A limestone statue of Yuny (early Dynasty 19, c. 1290 B.C.)--a priest of Sekhmet and the son of a famous physician--was part of a shrine dedicated to Yuny and his father, to which pilgrims came to pray for aid in preventing or combating illness. The priest is shown in a kneeling position, holding the elaborately ornamented shrine of Osiris, God of Regeneration.
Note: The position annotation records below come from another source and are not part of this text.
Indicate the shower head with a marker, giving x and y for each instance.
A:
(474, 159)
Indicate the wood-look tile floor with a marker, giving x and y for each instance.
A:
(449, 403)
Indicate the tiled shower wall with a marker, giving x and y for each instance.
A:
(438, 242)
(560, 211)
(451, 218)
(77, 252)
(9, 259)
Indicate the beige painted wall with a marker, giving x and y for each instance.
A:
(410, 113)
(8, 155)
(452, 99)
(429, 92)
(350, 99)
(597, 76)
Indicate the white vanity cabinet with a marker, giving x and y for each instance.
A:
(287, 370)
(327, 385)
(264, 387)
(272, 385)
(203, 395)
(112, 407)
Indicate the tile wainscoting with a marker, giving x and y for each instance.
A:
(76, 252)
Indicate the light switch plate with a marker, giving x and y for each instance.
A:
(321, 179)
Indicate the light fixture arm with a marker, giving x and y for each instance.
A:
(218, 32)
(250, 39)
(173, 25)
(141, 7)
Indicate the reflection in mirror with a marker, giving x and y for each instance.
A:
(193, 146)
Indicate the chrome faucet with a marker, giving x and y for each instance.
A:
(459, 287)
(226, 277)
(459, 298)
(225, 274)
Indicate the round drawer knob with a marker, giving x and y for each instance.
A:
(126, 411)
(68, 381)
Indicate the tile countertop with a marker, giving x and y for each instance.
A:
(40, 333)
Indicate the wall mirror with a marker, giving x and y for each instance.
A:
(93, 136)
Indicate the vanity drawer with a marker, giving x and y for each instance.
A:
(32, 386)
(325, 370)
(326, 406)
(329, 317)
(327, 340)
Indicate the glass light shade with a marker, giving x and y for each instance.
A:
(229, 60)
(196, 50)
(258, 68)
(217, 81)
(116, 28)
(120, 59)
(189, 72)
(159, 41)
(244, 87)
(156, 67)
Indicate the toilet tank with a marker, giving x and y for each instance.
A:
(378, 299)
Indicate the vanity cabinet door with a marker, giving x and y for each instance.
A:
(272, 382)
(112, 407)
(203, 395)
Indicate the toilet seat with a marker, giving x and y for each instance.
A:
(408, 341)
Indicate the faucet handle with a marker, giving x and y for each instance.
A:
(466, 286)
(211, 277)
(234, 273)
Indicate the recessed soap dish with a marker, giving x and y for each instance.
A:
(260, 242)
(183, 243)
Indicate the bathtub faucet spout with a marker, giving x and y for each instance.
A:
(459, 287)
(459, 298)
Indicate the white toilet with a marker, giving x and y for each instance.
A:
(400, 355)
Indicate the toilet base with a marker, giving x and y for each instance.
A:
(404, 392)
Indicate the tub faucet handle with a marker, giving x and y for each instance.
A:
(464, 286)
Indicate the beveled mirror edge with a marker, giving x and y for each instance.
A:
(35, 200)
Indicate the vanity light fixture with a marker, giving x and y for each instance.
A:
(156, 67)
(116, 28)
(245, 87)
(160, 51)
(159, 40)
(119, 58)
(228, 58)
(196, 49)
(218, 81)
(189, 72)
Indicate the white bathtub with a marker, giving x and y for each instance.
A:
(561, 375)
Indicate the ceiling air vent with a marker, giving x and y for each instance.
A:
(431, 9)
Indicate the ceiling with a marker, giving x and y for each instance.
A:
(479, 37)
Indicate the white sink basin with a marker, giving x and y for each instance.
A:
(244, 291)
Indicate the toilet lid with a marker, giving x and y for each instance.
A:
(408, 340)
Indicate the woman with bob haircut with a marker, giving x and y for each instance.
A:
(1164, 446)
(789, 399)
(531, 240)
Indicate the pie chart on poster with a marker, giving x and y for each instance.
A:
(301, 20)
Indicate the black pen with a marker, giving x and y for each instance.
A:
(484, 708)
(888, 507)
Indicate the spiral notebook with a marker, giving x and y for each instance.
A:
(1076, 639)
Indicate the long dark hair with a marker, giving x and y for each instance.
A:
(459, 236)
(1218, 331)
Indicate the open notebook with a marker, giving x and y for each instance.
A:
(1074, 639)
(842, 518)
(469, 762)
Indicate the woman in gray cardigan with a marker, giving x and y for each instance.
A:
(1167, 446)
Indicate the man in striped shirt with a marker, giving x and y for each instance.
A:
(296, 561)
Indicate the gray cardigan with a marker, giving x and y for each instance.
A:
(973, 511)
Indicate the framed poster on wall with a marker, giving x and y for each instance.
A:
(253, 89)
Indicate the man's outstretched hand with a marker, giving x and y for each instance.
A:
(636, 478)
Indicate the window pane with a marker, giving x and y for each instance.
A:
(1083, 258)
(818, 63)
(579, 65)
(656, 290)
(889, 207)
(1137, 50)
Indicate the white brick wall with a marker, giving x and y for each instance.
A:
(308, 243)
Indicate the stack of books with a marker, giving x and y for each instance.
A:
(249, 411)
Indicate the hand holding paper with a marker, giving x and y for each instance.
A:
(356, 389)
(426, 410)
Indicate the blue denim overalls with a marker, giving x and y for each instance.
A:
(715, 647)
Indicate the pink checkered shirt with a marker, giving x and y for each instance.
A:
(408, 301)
Coffins, mummies, and mummy portraits that relate to the theme of medicine also are displayed. Nesiamun--a man whose mummy (c. 700 B.C.) was discovered during a 1923 excavation--was found, through CAT-scan technology, to have suffered serious injury, possibly caused by collision with a chariot. (The actual CAT scans are seen nearby.) A mummy portrait (c. A.D. 160) realistically depicts a scar resulting from surgery that would have improved the vision and facial appearance of a youth afflicted with a congenital lesion.
The Metternich Stela, one of the most perfectly preserved objects from all of ancient Egypt, was presented to the Austrian count Metternich by the Viceroy of Egypt, Muhammad Ali, in 1828. Originally erected in Alexandria during the reign of Nectanebo II (360-343 B.C.), it is covered with finely detailed three-dimensional reliefs, incised images, and texts for protection from and cure of diseases and injuries. The magical quality of the words was thought to be activated by reciting the texts aloud or by drinking water that had been poured over the stone.
Other highlights include a physician's ointment jar; a statue of Imhotep, an official who was deified in Egypt and became identified with Asclepius, the ancient Greek God of Medicine; vessels associated with healing substances; tubes for disease-preventing cosmetics; magical implements; vases in the shape of flowers that had medicinal or analgesic properties; and a footed libation bowl which acts simultaneously as a three-dimensional hieroglyphic rebus meaning "clean."
"The Art of Medicine in Ancient Egypt" is on view through Jan. 15, 2006, at The Metropolitan Museum of Art, New York.